Boulangerie Chami, une institution de Brive
Publié le 1 octobre 2024
« Lorsque nous sommes en escale, nous avons souvent des missions de représentation avec le corps diplomatique et les ambassades locales. Le commandant convie à bord les autorités du pays et des invités de marque. Nous réalisons à cette occasion des cocktails et parfois des pâtisseries de restaurant à l’assiette, ce qui nous permet d’exprimer pleinement notre savoir-faire », témoigne John N., boulanger embarqué dans la Marine Nationale.
En tous temps et en tous lieux, les bons repas sont essentiels pour soutenir le moral des troupes. La Marine Nationale applique cette règle à la lettre et chacun de ses navires est équipé de son propre fournil, souvent intégré à la cuisine de bord. John N. (1) est boulanger pâtissier à bord du Monge, un bâtiment d’essais et de mesures de 230 mètres de long unique en son genre, qui compte de 200 à 220 personnels embarqués. Mais avant d’intégrer la Marine Nationale, le boulanger de 29 ans a pris le temps de bien se former. « C’est mon père cuisinier qui m’a encouragé dans cette voie. J’ai débuté en fin de troisième par un CAP de boulanger à l’école Grégoire Ferrandi, en alternance avec l’hôtel Ritz de Paris. J’ai enchainé avec un CAP connexe en Pâtisserie chez Dalloyau, au laboratoire de Colombes », raconte John. À 21 ans, le jeune artisan devient chef boulanger dans un commerce de l’avenue de Versailles à Paris, mais il pense déjà à rejoindre la Marine. « J’ai trouvé un poste de jour chez M. Dos Santos à Saint-Cloud et j’ai effectué une bonne remise à niveaux pour préparer les épreuves de sélection au centre de recrutement de Vincennes », se souvient-il.

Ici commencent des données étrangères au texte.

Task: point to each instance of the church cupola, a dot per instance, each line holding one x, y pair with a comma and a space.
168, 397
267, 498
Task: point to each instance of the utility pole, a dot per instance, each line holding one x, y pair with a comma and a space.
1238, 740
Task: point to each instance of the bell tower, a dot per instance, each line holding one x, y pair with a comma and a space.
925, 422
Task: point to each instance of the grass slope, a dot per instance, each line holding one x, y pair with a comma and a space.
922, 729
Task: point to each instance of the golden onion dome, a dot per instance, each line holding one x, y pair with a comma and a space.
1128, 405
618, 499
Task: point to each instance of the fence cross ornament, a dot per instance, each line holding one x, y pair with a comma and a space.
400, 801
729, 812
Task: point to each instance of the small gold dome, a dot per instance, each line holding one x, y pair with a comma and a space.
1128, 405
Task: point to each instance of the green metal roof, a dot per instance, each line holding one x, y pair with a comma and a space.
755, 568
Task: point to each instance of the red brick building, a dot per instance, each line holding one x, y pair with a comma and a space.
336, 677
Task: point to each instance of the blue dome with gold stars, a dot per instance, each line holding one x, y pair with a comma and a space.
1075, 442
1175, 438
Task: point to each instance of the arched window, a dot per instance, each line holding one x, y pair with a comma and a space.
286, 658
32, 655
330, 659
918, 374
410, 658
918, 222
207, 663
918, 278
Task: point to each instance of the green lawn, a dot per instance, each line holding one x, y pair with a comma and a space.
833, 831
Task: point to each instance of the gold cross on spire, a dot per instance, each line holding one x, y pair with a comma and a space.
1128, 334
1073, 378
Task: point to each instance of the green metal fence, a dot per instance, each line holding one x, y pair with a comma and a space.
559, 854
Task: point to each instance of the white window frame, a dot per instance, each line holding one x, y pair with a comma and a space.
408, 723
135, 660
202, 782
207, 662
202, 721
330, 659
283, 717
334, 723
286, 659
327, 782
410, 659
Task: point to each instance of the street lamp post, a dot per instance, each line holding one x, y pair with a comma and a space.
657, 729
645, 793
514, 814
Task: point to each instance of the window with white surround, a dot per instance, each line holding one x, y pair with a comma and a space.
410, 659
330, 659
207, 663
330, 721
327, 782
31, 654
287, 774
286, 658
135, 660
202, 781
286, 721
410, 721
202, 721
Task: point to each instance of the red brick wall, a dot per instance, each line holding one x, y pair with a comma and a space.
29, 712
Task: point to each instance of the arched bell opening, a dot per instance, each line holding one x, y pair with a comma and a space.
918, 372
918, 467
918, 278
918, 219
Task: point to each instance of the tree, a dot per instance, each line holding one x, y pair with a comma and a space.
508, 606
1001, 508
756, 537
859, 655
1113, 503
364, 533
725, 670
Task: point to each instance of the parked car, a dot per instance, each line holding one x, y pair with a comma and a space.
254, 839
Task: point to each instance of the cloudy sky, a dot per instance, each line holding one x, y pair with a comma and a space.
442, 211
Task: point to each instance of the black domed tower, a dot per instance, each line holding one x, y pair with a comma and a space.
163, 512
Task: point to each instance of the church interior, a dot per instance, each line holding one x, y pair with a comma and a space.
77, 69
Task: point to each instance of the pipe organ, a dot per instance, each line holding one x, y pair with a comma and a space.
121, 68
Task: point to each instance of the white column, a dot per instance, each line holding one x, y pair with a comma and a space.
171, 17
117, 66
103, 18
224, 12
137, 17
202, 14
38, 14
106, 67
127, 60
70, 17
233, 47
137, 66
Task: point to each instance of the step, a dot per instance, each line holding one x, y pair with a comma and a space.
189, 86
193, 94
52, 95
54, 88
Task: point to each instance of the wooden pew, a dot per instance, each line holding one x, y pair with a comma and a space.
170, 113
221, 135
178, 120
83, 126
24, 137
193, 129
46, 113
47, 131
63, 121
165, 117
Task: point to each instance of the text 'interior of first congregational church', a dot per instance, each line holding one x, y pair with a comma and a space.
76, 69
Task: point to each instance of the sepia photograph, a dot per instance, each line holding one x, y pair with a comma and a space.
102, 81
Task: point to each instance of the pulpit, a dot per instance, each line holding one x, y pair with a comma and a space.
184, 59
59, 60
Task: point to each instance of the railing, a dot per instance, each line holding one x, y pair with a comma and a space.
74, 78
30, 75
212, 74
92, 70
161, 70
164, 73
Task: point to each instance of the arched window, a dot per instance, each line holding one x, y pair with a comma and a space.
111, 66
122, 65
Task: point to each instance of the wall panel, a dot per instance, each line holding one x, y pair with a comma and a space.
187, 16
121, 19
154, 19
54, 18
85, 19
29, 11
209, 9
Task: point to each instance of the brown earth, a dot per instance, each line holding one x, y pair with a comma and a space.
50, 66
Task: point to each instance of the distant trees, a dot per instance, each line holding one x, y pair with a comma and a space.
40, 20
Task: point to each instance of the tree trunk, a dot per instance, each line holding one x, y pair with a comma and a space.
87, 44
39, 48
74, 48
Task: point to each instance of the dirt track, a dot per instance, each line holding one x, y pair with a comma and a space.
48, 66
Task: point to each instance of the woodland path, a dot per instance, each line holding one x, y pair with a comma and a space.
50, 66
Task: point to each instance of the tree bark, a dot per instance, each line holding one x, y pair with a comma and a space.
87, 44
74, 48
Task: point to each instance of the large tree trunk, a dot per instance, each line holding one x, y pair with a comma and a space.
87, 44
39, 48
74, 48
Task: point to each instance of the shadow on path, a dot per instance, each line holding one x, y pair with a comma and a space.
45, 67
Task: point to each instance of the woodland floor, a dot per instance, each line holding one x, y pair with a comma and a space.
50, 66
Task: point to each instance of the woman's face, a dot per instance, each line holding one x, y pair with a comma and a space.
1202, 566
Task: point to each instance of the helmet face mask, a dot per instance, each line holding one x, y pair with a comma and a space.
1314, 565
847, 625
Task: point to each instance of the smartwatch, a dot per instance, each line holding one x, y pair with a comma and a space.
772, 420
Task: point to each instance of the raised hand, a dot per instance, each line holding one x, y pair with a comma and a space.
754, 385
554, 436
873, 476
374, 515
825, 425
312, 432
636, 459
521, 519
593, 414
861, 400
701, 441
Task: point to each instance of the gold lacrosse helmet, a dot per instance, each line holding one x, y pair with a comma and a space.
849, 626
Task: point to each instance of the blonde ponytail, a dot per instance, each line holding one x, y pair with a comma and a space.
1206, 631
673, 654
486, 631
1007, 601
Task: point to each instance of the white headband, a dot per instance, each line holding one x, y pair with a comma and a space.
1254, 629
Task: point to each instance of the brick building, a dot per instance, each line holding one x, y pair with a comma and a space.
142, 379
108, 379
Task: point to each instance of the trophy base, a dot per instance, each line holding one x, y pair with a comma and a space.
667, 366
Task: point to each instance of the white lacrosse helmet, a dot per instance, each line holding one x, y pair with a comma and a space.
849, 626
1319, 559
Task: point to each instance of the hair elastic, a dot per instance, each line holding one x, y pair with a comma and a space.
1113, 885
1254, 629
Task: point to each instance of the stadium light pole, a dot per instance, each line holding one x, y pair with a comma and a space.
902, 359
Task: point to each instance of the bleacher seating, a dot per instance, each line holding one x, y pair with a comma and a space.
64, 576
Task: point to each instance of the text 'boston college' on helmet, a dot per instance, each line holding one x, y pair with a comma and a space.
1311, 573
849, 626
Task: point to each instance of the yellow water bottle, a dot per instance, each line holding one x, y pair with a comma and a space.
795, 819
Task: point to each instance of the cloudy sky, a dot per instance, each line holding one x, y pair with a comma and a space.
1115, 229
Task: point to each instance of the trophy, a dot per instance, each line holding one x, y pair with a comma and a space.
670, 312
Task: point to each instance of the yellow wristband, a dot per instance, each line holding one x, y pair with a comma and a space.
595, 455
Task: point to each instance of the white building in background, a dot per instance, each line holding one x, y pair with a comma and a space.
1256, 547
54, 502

Du Ritz à la Marine Nationale
« L’uniforme, servir mon pays, c’est important pour moi », indique le boulanger. En juillet 2012, John N. apprend qu’il va intégrer l’École des Fourriers de Querqueville pour 9 semaines, au terme desquelles, il signe son premier contrat avec la Marine. Aujourd’hui à bord du Monge, le boulanger dispose du même matériel qu’un terrien : pétrin à bras oblique, refroidisseur d’eau, chambre de pousse, façonneuse et deux fours ventilés, le tout solidement arrimé au sol pour pouvoir faire face à une mer démontée. « Le boulanger de marine ne produit du pain qu’une fois en mer pour des missions de 24h, une semaine ou même 3 mois et demi avec escale. Le reste du temps, même s’il peut produire de la pâtisserie, le marin s’entraine militairement et c’est le Commissariat des Armées (2) qui ravitaille en pain l’équipage du bâtiment à quai », précise John.
Trois fournées par jour
Sur une journée type, le boulanger, qui se lève à 5 h du matin et travaille seul, cuit trois fournées pour disposer dès 7h du matin et jusqu’à 20h de pain frais pour un effectif variable selon le nombre d’hommes de quart. « Outre le pain courant, je fabrique beaucoup de pains spéciaux : complet, tomates basilic, moutarde à l’ancienne, estragon, poivrons curry, pain aux lardons. Le jeudi, jour de repas amélioré (une tradition dans la Marine), je propose un pain noix raisins pour accompagner les plateaux de fromages », détaille l’artisan.
Côté pâtisserie, une gamme boulangère, qui va de la tarte citron au millefeuille en passant par l’éclair pina colada ou la religieuse irish coffee, permet d’approvisionner la cafétéria et les carrés des officiers et sous-officiers du navire. « Je fais également des entremets mousse framboise passion ou trois chocolats dans des grands cadres 40X60, des brioches, des kouglofs et des panettone. Finalement on arrive à reproduire ce qu’on l’on fabrique dans une boulangerie classique, avec les contraintes de travailler pour un collectivité. Cela complique un peu les choses, mais dans la Marine, on sait s’adapter », observe le boulanger, qui donne même un coup de main en cuisine entre deux fournées. Tous les trois ans, les marins changent d’affectation et de bâtiments. À peine arrivé sur le Monge, John envisage déjà de virer de bord pour rejoindre les forces sous-marines. « Même dans les submersibles, on fabrique du pain ! Il faudra que je pose une demande, car je vise les sous-marins nucléaires lanceurs d’engins. »
Texte et photo : Frédéric Vielcanet
(1) Pour des raisons de sécurité et de confidentialité, la Marine Nationale ne souhaite pas divulguer le nom de famille de ses marins.
(2) Le Commissariat aux Armées fournit notamment les denrées et la farine T55 (Grands Moulins de Paris) pour un stock minimum de 40 jours de vivres quand la bâtiment prend la mer.